# Run order effect for metabolomics studies

For a regular XC-MS based metabolomics workflow, the injection sequence should be carefully designed. Chromatograph column will always change and the first and last samples would show a shift of baseline. Such shifts would be monotone increasing or decreasing. In this case, we need some pooled QC samples to dirty the column at the very beginning of sequence. However, how many pooled QC samples will give us a stable baseline?
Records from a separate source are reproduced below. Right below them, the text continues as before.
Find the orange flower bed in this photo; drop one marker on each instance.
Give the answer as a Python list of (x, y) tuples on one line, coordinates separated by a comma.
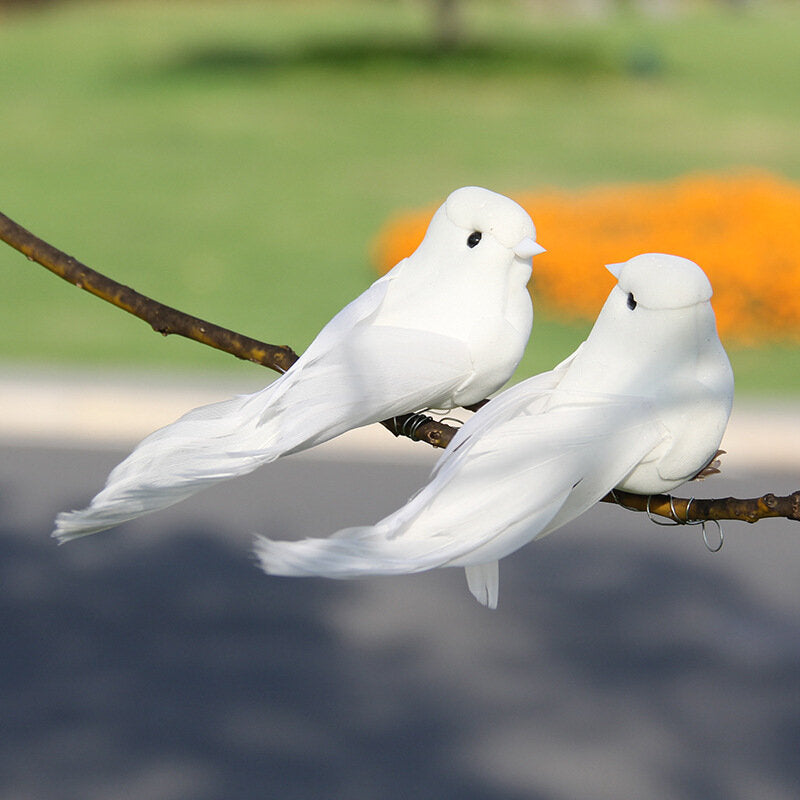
[(743, 230)]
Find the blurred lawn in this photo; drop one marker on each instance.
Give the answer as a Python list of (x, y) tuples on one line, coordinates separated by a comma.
[(236, 159)]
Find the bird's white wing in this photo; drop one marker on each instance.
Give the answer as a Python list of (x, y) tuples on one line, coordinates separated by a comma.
[(509, 482)]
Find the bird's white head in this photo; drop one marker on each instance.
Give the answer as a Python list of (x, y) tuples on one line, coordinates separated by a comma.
[(481, 213), (660, 281), (658, 318)]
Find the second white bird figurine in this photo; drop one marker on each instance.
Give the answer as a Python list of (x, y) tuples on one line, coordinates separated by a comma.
[(641, 405), (445, 327)]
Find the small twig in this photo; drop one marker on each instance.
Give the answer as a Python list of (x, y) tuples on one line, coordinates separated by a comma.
[(167, 320), (163, 319), (675, 508)]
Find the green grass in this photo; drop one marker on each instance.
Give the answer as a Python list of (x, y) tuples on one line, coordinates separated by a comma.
[(236, 159)]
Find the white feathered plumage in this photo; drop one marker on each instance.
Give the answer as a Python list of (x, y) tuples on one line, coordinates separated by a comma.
[(445, 327), (641, 405)]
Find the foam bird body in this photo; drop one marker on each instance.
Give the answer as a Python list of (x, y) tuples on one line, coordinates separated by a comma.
[(641, 405), (446, 326)]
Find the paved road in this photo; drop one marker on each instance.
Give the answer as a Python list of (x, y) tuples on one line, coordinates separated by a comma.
[(157, 663)]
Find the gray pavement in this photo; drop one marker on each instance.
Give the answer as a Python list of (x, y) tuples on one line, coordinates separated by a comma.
[(156, 662)]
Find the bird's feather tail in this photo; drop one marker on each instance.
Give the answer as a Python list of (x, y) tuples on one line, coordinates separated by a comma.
[(352, 553), (483, 581), (205, 446)]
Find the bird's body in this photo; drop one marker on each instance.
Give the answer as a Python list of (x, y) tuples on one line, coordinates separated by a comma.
[(446, 326), (641, 405)]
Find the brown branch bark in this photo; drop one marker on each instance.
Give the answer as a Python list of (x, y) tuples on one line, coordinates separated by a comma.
[(163, 319), (697, 510), (167, 320)]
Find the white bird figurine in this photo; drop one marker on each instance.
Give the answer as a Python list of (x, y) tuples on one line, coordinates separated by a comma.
[(641, 405), (445, 327)]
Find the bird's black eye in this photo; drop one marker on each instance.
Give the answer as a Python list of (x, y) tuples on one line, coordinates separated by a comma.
[(474, 238)]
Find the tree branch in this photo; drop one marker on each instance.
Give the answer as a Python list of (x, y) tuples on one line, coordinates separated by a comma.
[(167, 320)]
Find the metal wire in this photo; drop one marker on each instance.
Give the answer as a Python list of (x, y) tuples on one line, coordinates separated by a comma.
[(676, 520)]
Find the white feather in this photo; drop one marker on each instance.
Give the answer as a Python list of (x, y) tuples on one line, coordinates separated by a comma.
[(643, 403), (445, 327)]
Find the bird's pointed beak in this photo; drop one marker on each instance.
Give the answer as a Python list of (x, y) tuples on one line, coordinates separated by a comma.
[(527, 248), (615, 269)]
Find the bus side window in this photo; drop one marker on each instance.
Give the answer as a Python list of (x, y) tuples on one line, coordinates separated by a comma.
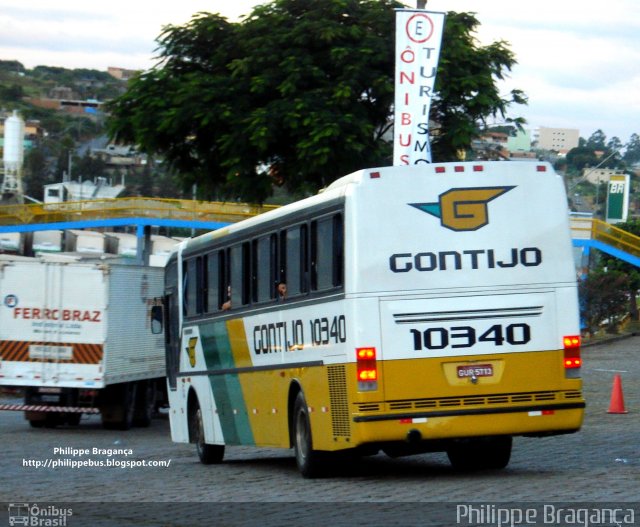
[(191, 291), (296, 260), (213, 280), (241, 276), (262, 265), (338, 251), (326, 253)]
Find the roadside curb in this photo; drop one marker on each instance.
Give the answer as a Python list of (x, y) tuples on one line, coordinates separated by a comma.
[(607, 340)]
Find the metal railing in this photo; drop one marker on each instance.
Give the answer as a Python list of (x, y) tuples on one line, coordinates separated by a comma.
[(205, 211), (594, 229)]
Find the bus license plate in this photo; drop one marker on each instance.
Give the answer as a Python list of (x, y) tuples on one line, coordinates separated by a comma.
[(475, 370)]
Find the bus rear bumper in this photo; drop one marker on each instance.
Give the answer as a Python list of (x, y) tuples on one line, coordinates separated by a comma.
[(411, 427)]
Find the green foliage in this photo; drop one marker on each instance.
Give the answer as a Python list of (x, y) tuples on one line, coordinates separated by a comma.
[(466, 86), (35, 174), (297, 94), (632, 152), (603, 299), (631, 272)]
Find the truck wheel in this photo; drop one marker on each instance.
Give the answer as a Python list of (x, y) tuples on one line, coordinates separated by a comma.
[(117, 409), (145, 403), (208, 454), (73, 419), (487, 453), (309, 461), (128, 402)]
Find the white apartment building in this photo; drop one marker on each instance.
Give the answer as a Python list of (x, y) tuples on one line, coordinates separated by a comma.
[(559, 139)]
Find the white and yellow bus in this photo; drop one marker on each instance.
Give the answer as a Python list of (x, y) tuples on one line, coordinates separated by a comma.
[(427, 308)]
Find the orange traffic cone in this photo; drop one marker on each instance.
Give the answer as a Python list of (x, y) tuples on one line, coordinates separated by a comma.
[(617, 399)]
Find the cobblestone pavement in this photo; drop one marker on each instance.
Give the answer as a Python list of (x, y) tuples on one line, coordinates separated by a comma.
[(598, 465)]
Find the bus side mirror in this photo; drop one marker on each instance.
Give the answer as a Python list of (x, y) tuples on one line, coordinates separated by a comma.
[(156, 320)]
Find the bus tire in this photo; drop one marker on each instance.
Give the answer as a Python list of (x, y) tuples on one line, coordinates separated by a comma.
[(486, 453), (208, 454), (309, 461)]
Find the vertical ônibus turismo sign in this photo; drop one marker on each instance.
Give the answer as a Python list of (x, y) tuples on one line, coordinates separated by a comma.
[(617, 198), (418, 42)]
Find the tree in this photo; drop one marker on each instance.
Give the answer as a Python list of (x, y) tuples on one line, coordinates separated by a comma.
[(632, 153), (597, 141), (466, 87), (603, 297), (35, 174), (297, 94)]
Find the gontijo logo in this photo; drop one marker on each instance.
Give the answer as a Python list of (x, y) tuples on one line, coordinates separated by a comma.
[(463, 209)]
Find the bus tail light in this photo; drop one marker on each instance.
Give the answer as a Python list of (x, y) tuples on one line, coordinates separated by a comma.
[(367, 369), (572, 359)]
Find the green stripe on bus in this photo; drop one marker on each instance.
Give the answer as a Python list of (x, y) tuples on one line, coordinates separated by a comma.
[(227, 391)]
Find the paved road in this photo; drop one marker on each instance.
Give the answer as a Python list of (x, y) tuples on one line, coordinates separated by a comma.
[(596, 467)]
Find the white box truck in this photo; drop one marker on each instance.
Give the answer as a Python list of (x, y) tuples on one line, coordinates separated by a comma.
[(77, 337)]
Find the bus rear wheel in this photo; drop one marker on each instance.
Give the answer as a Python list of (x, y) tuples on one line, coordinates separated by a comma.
[(208, 454), (308, 460), (484, 453)]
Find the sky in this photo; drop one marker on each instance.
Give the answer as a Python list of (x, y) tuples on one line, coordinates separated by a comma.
[(578, 62)]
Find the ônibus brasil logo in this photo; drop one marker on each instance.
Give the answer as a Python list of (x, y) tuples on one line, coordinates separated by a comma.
[(463, 209)]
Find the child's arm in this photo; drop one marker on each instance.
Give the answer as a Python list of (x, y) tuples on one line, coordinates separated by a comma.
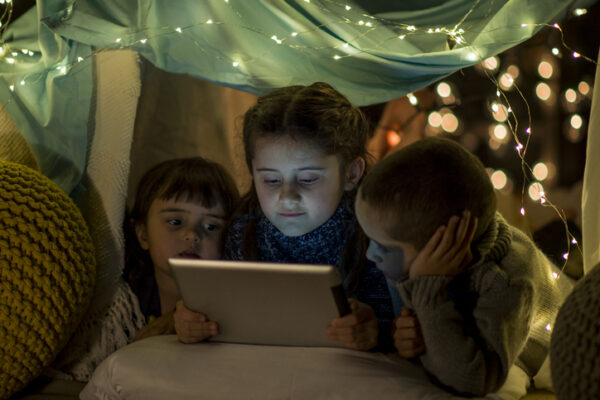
[(357, 330), (408, 338), (449, 249), (191, 326), (474, 324), (447, 252)]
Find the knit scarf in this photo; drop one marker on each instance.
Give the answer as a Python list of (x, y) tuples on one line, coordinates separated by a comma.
[(320, 246)]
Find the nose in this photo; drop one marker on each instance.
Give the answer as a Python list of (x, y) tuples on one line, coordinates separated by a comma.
[(289, 193), (192, 235), (372, 253)]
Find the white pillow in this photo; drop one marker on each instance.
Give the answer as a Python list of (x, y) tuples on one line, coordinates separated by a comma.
[(161, 368)]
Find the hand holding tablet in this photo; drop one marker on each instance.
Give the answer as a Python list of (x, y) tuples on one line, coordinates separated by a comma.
[(263, 303)]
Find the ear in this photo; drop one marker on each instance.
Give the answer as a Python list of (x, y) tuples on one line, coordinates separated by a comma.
[(354, 172), (142, 234)]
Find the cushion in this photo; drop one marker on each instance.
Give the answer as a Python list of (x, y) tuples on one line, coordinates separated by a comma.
[(47, 273), (161, 367)]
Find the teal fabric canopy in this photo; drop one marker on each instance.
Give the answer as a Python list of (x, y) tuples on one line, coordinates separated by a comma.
[(372, 51)]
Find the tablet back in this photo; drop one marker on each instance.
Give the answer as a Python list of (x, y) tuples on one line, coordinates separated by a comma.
[(263, 303)]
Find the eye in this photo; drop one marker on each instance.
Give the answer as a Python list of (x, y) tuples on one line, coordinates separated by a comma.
[(308, 181)]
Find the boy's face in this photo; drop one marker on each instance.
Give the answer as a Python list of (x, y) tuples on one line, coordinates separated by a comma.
[(298, 186), (180, 229), (391, 256)]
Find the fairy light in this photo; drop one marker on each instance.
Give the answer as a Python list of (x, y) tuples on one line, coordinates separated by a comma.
[(412, 99)]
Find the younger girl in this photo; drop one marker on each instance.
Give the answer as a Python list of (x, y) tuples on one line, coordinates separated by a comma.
[(180, 210), (305, 147)]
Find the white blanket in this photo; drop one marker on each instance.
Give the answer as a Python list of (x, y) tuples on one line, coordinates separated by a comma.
[(163, 368)]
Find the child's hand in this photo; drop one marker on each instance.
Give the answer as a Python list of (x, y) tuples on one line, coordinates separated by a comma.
[(191, 326), (448, 251), (162, 325), (357, 330), (408, 338)]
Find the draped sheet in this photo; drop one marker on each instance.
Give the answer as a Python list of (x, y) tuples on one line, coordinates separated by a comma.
[(371, 50)]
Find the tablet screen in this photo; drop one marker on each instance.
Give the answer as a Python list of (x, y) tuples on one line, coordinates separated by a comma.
[(263, 303)]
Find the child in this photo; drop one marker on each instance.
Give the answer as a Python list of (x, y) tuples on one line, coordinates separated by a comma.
[(477, 315), (305, 147), (180, 210)]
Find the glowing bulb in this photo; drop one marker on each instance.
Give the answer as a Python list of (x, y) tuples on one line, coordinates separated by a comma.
[(500, 132), (540, 171), (543, 91), (412, 99), (583, 87), (499, 179), (435, 119), (571, 95), (449, 123), (576, 121), (545, 69), (444, 89), (490, 63)]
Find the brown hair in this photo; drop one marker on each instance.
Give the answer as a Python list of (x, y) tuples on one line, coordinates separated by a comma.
[(419, 187), (194, 179), (321, 115)]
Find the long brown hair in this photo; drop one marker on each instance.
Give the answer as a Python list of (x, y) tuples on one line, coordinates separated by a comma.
[(322, 116)]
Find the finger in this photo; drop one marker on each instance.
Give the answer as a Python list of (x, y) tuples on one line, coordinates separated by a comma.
[(406, 322)]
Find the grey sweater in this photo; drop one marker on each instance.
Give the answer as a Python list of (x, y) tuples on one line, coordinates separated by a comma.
[(500, 311)]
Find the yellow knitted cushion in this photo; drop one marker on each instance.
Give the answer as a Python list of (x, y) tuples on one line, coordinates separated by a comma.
[(47, 273)]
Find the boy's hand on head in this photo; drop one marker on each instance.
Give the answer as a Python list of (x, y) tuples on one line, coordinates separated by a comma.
[(357, 330), (162, 325), (448, 251), (191, 326), (407, 335)]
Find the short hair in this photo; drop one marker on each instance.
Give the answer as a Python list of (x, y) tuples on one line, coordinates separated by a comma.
[(419, 187)]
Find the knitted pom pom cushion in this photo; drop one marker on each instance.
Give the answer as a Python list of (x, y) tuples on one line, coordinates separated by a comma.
[(47, 273), (575, 344)]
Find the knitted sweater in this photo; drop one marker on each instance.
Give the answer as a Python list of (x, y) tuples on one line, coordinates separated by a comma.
[(498, 312), (320, 246)]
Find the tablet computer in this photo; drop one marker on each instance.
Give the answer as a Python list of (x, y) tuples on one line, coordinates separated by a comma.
[(263, 303)]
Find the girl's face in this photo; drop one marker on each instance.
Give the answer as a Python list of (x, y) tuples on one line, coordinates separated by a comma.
[(298, 186), (180, 229)]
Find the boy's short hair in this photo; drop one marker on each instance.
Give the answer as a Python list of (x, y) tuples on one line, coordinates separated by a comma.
[(419, 187)]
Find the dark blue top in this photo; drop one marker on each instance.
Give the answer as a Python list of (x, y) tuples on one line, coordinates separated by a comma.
[(320, 246)]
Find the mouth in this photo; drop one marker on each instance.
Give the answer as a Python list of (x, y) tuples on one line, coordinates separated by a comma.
[(291, 214)]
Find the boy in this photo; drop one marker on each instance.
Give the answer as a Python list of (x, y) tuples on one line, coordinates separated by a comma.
[(478, 313)]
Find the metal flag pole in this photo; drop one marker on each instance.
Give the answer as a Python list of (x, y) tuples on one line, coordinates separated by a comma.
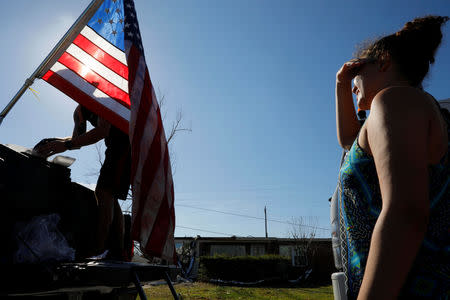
[(54, 55)]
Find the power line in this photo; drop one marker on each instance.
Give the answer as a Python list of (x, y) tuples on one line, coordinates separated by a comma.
[(251, 217), (205, 230)]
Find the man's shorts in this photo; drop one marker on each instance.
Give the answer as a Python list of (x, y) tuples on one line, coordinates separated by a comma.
[(116, 171)]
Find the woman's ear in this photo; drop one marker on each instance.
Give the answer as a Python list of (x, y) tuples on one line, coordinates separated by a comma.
[(384, 63)]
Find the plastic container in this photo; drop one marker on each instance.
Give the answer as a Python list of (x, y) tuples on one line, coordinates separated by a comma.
[(335, 240), (339, 290)]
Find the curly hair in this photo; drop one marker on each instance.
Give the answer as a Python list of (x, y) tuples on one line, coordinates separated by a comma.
[(412, 48)]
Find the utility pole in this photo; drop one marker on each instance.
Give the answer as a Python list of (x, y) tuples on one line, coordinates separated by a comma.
[(265, 218)]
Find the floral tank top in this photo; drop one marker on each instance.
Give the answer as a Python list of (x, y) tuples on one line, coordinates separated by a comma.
[(360, 205)]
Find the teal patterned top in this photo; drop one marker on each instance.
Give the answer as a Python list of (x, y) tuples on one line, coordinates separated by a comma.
[(360, 205)]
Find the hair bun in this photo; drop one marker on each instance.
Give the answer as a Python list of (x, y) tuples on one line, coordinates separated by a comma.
[(423, 35)]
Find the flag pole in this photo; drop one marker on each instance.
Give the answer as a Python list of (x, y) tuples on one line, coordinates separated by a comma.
[(53, 56)]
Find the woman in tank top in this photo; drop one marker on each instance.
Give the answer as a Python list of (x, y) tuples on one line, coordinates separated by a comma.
[(394, 195)]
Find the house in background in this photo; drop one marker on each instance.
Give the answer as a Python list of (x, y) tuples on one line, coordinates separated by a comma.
[(315, 253)]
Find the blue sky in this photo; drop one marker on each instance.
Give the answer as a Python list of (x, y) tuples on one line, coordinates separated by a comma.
[(254, 80)]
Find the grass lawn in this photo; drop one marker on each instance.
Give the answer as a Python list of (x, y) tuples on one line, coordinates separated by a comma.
[(206, 291)]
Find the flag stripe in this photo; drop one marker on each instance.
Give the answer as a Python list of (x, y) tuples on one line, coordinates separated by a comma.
[(93, 78), (109, 48), (161, 228), (91, 90), (151, 167), (104, 108), (136, 91), (98, 68), (145, 105), (101, 56), (134, 59)]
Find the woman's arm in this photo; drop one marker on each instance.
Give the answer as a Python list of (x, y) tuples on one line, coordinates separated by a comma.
[(398, 140), (347, 123)]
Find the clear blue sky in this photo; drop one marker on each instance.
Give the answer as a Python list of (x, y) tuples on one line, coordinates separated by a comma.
[(255, 82)]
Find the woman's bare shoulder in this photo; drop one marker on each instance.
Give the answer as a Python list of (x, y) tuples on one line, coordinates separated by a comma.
[(402, 99)]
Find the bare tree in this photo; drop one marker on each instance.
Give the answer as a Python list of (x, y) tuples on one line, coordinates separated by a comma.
[(303, 232)]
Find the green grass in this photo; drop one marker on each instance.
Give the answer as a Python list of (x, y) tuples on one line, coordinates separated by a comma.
[(206, 291)]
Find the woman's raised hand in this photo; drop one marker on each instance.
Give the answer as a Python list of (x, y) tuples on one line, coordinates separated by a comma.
[(349, 70)]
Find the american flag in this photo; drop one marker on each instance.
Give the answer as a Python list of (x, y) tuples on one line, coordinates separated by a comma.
[(104, 69)]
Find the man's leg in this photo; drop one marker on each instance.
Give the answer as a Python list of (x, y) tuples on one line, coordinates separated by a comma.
[(105, 204)]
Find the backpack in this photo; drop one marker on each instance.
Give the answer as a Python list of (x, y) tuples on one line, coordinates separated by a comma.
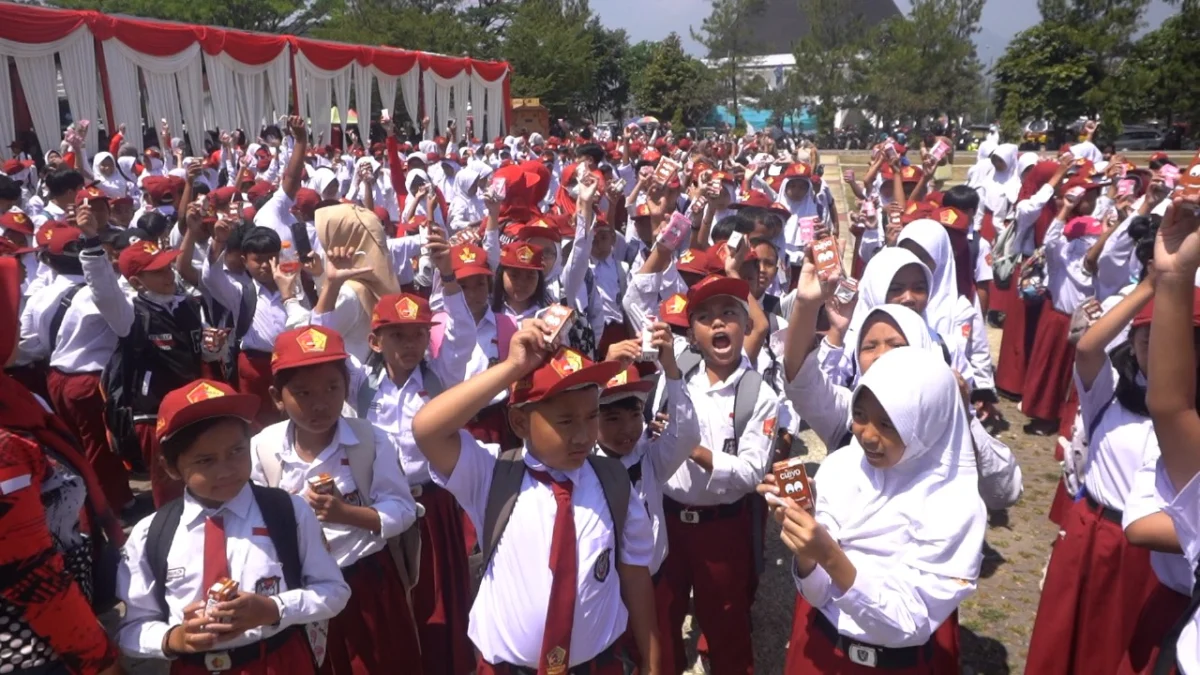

To solve this issue, I defined a Pooled QC Stable Index(PQSI) in my enviGCMS package. Instead of checking the TIC of one sample, I will check the stability of each peak one by one. Here is a demo:

As shown in above figure, for one peak repeated analyzed in one sequence, the intensity would become stable in long term. In math, the slope of every n(5 is the default number) samples along the run order would become 0. Then we could define the percentage of stable peaks as PQSI. Such index would be a value between 0 and 1. The higher of such index, more peaks within the QC would be affected by run order effect. You could use such function to check the QC samples to see if run order effects would influence the samples at the beginning of sequences. I include this getpqsi function in enviGCMS package and here is the demo:

library(enviGCMS)
data(list)
order <- 1:12
# n means how many points to build a linear regression model
n = 5
idx <- getpqsi(list\$data,order,n = n)
plot(idx~order[-(1:(n-1))],pch=19)


In this case, we could see at 5th sample, 30% peaks show correlation with the run order. However, ever since 6th sample, the run order effects could be ignore.